Benchmarked: A data pipeline latency analysis

Learn how Fivetran measures the latency of our pipelines.
January 29, 2025

This is the second post in the series; see part 1 where we report on historical sync performance.

Introduction

In part 1 of our series on data pipeline performance, we examined historical sync benchmarks. Here, we focus on ongoing incremental sync performance—often referred to as change data capture—and show how Fivetran delivers near real-time data under high-volume database workloads.

In order to accomplish that goal, our system is configured with a sync period. Based on that schedule, we will regularly check the source system for changes. 

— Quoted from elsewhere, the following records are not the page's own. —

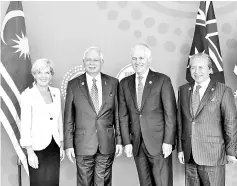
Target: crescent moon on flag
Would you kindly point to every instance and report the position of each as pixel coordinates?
(9, 15)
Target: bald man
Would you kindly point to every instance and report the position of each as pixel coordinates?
(91, 123)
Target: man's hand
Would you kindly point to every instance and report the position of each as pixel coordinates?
(119, 150)
(62, 153)
(231, 159)
(167, 149)
(181, 157)
(33, 159)
(70, 153)
(128, 150)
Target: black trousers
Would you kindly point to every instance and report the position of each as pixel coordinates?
(94, 170)
(202, 175)
(153, 170)
(49, 166)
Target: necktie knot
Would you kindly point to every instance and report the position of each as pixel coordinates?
(140, 78)
(198, 87)
(94, 80)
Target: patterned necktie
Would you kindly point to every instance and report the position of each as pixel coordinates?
(195, 100)
(139, 91)
(95, 95)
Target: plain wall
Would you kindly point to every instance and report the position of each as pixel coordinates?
(62, 31)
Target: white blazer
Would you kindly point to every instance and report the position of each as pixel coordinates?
(36, 126)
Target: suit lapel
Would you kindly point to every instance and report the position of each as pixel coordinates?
(82, 83)
(105, 90)
(208, 93)
(151, 77)
(132, 87)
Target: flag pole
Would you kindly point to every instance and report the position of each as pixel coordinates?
(19, 171)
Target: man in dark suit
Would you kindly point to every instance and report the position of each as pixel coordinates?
(91, 123)
(147, 112)
(207, 122)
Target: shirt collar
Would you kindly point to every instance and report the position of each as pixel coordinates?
(89, 78)
(143, 75)
(204, 84)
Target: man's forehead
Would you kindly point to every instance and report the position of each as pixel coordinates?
(199, 62)
(93, 52)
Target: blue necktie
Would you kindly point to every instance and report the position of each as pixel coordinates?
(139, 92)
(195, 100)
(95, 95)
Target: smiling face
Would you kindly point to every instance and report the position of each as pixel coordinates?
(140, 59)
(43, 77)
(199, 69)
(93, 62)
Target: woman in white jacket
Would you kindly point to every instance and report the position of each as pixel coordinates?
(41, 126)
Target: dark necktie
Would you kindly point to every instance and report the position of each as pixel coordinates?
(139, 91)
(95, 95)
(195, 100)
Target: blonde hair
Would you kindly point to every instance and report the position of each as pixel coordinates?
(42, 63)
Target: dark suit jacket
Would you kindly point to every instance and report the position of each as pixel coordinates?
(210, 133)
(83, 128)
(156, 120)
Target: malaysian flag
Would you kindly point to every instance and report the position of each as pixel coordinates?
(206, 40)
(15, 66)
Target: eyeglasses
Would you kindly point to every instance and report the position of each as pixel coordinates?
(88, 60)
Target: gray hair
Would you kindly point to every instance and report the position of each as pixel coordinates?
(93, 48)
(202, 56)
(147, 50)
(42, 63)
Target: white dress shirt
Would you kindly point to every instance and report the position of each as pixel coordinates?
(89, 80)
(203, 88)
(36, 127)
(143, 79)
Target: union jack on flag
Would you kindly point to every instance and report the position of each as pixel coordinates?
(206, 40)
(15, 67)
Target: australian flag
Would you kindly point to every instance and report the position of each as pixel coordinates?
(206, 40)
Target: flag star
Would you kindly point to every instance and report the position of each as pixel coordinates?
(22, 45)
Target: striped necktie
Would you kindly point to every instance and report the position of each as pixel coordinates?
(95, 95)
(195, 100)
(139, 91)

These sets of changes must be integrated into the destination system, where the rows captured during change data capture are added, removed, or updated. Columnar data warehouses require scanning a significant portion of the table to look up or alter existing data, and so we run these updates in micro batches to reduce cost and processing time. 

Benchmark design

There are two approaches to measuring the performance of this system. Most database administrators are necessarily tracking the accumulation of change data – such as redo log or write-ahead log – generated by their relational database. In order to keep the data warehouse up to date with those changes, Fivetran must read and process them, applying the insert, update, or delete on the destination system. So, one way to think about performance in this context is in terms of volume and throughput. 

We also care about how “fresh” the data is. Sometimes cost optimization means we want the destination copy to lag behind the source system, but modern businesses rely on up to date information to drive decisions. For the purpose of this benchmark, we measure the latency, or “how up to date can we keep the data?”

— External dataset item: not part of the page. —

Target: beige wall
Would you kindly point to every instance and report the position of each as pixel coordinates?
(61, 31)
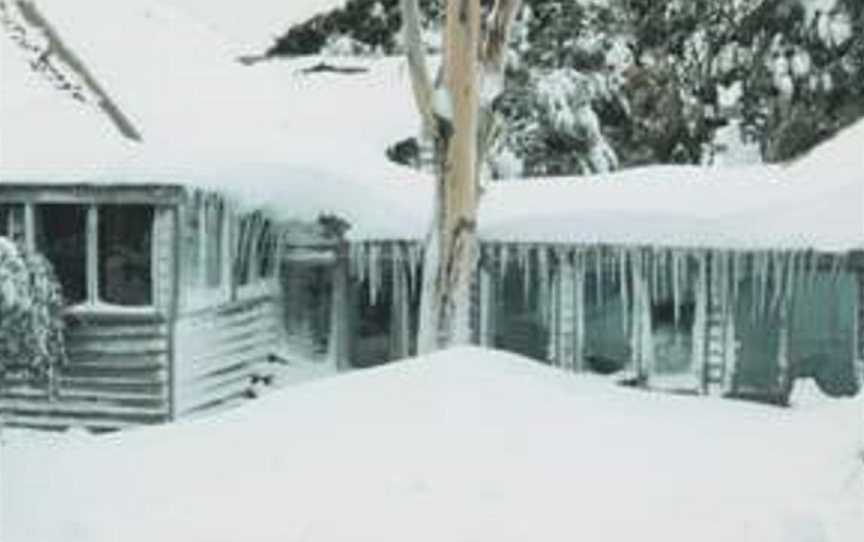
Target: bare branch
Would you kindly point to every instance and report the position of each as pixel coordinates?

The combination of these metrics gives us latency at a given throughput. A high-performing system should have latency that is low and stable, while keeping up with the throughput of changes created by the source system. 

Simulation

A Fivetran connection graphed over time looks something like this: 

To simulate this, we designed a benchmark to run a data pipeline loading data from common OLTP relational databases like Oracle, PostgreSQL, SQL Server, and MySQL. The first step is to pick a workload simulator, and we selected TPROC-C [1] — a variant of TPC-C as implemented by HammerDB — because it is widely supported on the database systems we want to benchmark, and showcases our ability to ingest data from a heavily loaded relational database. 

TPROC-C generated significantly less data than is typical for our customer base, so we augmented the workload by adding additional detail columns to bring the average row width up to about 1KB. This is roughly the same approach used by Gigaom in their benchmark of Fivetran and Qlik. Note that the change log format used by the RDBMS is significantly less efficient than the “logical” size of the row. 

Data set

Generator TPROC-C
Volume 240 GB/hour — measured as log size on disk
TPS 60M transactions per hour
16.6k transactions per second

Source system (Oracle, single node)

Instance GCP E2_HIGHMEM_16
vCPUs 16 Cores
Memory 128 GB

Fivetran system

Memory limit (JVM) 8 GB

Destination system

Data warehouse size Snowflake XS

Results

Running this benchmark for about 2 hours gives us a series of sync cycles. The cycle frequency and batch size here is primarily self-governing based on how long it takes the previous cycle to complete.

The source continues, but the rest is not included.